Mutations Across all Cancer Types
After finishing with each tumor type, we analyze the mutations across all the cancer types. The analyses comprise:
- How many cancer types carry each specific mutation in the gene? On page 39 of KRAS, G12D mutations are found in 18 different kinds of cancer.
- What position in the gene is mutated in the various cancers? On page 41 of the KRAS analysis, the G12 position is found mutated in 24 different cancer types.
- How often does each specific mutation in the gene occur in all the cancers? On page 43, G12D, G12V, G12C, and G13D are the most common mutations across all cancers.
- What position in the gene is most often mutated in all the cancers? G12 mutations dominate the KRAS landscape, seen on page 45.
The Five Most Mutated Amino Acids in the Gene of Interest
- How often is the amino acid mutated in the different cancer types? Mutant G12 codons occur most frequently in lung, pancreatic, and colon (page 46), while mutant G13 codons are most commonly found in in colon, stomach, and rectum (page 49). Note that this only a measure of where that type of mutation is found most often, not that G13 mutations are ever more frequent than G12s. For example, even though the most frequent KRAS mutation in stomach adenocarcinoma is G13D (page 28), in the aggregate G12 mutations are ~50% more frequent than G13 mutations (page 29).

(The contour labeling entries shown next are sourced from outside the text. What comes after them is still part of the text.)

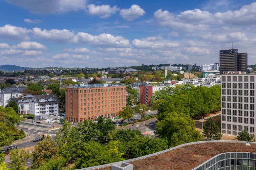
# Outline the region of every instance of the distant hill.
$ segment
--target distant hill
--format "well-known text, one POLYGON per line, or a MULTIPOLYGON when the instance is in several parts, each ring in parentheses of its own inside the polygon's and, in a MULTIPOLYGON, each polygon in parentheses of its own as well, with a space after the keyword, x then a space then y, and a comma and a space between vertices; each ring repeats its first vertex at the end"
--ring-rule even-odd
POLYGON ((0 65, 0 70, 4 70, 6 71, 18 71, 25 70, 26 67, 23 67, 15 65, 10 64, 6 64, 0 65))

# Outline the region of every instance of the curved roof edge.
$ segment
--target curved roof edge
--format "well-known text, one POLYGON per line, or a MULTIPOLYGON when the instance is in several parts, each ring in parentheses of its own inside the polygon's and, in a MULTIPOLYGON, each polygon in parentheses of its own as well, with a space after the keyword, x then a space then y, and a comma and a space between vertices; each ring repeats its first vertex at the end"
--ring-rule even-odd
MULTIPOLYGON (((187 146, 188 145, 190 145, 191 144, 201 144, 201 143, 212 143, 212 142, 216 142, 216 143, 244 143, 245 144, 246 143, 247 143, 247 142, 245 142, 245 141, 198 141, 198 142, 190 142, 190 143, 186 143, 185 144, 180 144, 180 145, 178 145, 178 146, 175 146, 173 147, 171 147, 171 148, 170 148, 169 149, 165 149, 165 150, 162 150, 162 151, 160 151, 160 152, 156 152, 154 153, 152 153, 151 154, 150 154, 149 155, 145 155, 144 156, 142 156, 140 157, 138 157, 138 158, 133 158, 132 159, 130 159, 129 160, 125 160, 124 161, 119 161, 119 162, 115 162, 113 163, 108 163, 108 164, 104 164, 104 165, 98 165, 98 166, 92 166, 91 167, 89 167, 88 168, 81 168, 79 169, 77 169, 77 170, 92 170, 92 169, 99 169, 101 168, 103 168, 105 167, 107 167, 107 166, 110 166, 112 165, 114 165, 115 164, 116 164, 117 163, 120 163, 122 162, 131 162, 132 161, 137 161, 138 160, 139 160, 141 159, 144 159, 145 158, 149 158, 153 156, 154 156, 155 155, 159 155, 160 154, 161 154, 163 153, 164 153, 165 152, 168 152, 170 151, 171 151, 172 150, 174 150, 175 149, 177 149, 178 148, 181 147, 185 146, 187 146)), ((249 143, 250 144, 256 144, 256 143, 255 142, 249 142, 249 143)))

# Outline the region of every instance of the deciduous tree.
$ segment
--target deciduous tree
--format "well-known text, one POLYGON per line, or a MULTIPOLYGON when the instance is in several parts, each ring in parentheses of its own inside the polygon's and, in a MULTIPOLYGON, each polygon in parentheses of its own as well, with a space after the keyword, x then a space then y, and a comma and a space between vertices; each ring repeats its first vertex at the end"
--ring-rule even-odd
POLYGON ((220 133, 218 125, 212 118, 206 121, 203 126, 203 137, 207 140, 220 140, 222 135, 220 133))

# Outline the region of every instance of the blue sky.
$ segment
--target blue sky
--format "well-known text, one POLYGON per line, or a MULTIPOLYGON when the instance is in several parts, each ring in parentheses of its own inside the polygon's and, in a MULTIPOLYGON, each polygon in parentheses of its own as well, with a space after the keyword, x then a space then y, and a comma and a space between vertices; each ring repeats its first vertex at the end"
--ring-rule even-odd
POLYGON ((256 62, 253 1, 0 1, 0 64, 108 67, 256 62))

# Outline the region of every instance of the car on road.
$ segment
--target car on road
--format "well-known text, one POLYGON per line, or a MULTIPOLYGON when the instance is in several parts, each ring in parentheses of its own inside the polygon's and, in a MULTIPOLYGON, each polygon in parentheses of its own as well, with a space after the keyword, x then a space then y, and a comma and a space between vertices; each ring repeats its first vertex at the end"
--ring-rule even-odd
POLYGON ((41 141, 41 138, 36 138, 35 139, 34 139, 33 140, 33 142, 38 142, 39 141, 41 141))
POLYGON ((11 146, 8 147, 6 149, 6 150, 9 150, 13 149, 17 149, 17 146, 15 146, 15 145, 13 146, 11 146))

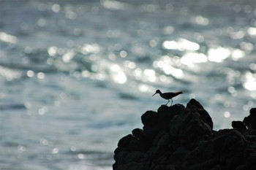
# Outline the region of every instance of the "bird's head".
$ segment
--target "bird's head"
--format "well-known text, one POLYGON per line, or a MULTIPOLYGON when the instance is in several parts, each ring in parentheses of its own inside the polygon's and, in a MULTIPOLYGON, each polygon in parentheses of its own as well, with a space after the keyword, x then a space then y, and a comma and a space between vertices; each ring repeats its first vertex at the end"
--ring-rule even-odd
POLYGON ((157 90, 156 93, 154 94, 153 94, 152 96, 157 93, 161 93, 160 90, 157 90))

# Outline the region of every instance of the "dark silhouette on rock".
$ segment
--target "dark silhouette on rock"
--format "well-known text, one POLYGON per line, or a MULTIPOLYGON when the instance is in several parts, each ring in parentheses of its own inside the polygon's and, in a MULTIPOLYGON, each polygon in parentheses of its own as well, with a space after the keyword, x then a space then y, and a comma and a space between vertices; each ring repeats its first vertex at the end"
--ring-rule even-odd
POLYGON ((173 105, 173 98, 174 98, 175 96, 177 96, 179 94, 183 93, 183 92, 182 91, 167 92, 167 93, 162 93, 160 91, 160 90, 157 90, 156 93, 154 94, 153 94, 152 96, 157 93, 159 93, 162 98, 168 100, 168 102, 167 102, 167 104, 165 105, 167 105, 170 102, 170 99, 172 101, 170 106, 172 106, 173 105))
POLYGON ((192 99, 185 107, 162 105, 141 116, 143 129, 120 139, 113 170, 256 169, 256 108, 232 129, 213 130, 206 110, 192 99))

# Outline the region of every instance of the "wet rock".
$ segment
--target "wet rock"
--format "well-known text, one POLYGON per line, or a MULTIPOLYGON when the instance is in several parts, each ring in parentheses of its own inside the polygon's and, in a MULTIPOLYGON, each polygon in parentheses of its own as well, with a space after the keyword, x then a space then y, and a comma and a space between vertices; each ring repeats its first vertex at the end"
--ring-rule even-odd
POLYGON ((135 128, 132 130, 132 134, 139 139, 144 139, 145 136, 143 133, 143 130, 141 128, 135 128))
POLYGON ((113 170, 256 169, 256 108, 231 129, 213 130, 203 107, 192 99, 141 116, 143 129, 121 138, 113 170))
POLYGON ((239 131, 244 131, 247 129, 242 121, 233 121, 231 125, 233 128, 236 128, 239 131))
POLYGON ((249 111, 249 115, 244 117, 243 122, 249 129, 256 129, 256 108, 249 111))
POLYGON ((141 121, 144 125, 151 126, 157 124, 158 114, 153 111, 147 111, 141 116, 141 121))

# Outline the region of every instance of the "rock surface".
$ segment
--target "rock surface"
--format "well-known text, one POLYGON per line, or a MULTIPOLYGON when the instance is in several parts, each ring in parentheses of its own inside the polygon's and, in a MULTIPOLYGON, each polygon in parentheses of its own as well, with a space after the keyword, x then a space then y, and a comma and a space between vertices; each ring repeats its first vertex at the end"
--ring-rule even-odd
POLYGON ((141 120, 143 129, 119 140, 113 170, 256 169, 256 108, 218 131, 195 99, 186 107, 162 105, 141 120))

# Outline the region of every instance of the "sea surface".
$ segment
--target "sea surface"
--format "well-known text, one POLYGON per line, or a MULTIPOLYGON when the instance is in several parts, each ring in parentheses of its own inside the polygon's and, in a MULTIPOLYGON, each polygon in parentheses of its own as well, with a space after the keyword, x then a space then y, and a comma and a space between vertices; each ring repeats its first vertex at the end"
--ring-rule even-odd
POLYGON ((157 89, 231 128, 256 107, 255 39, 255 0, 0 0, 0 169, 112 169, 157 89))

- What is the distribution of specific amino acid changes at that position in the various tumor types? On page 47, G12C is the most common mutant in lung, while G12D is the most common in pancreatic tumors.
- The proportional views of the data make it easier to judge when the numbers of tumors vary. For example, page 48 shows the same data as page 47, but proportional instead of absolute.
- Finally, two summary views of the positions of mutations in each gene across all cancers, organized by cancer type. G12 mutations comprise more than half the mutations in KRAS in almost all cancers (pages 61 and 62).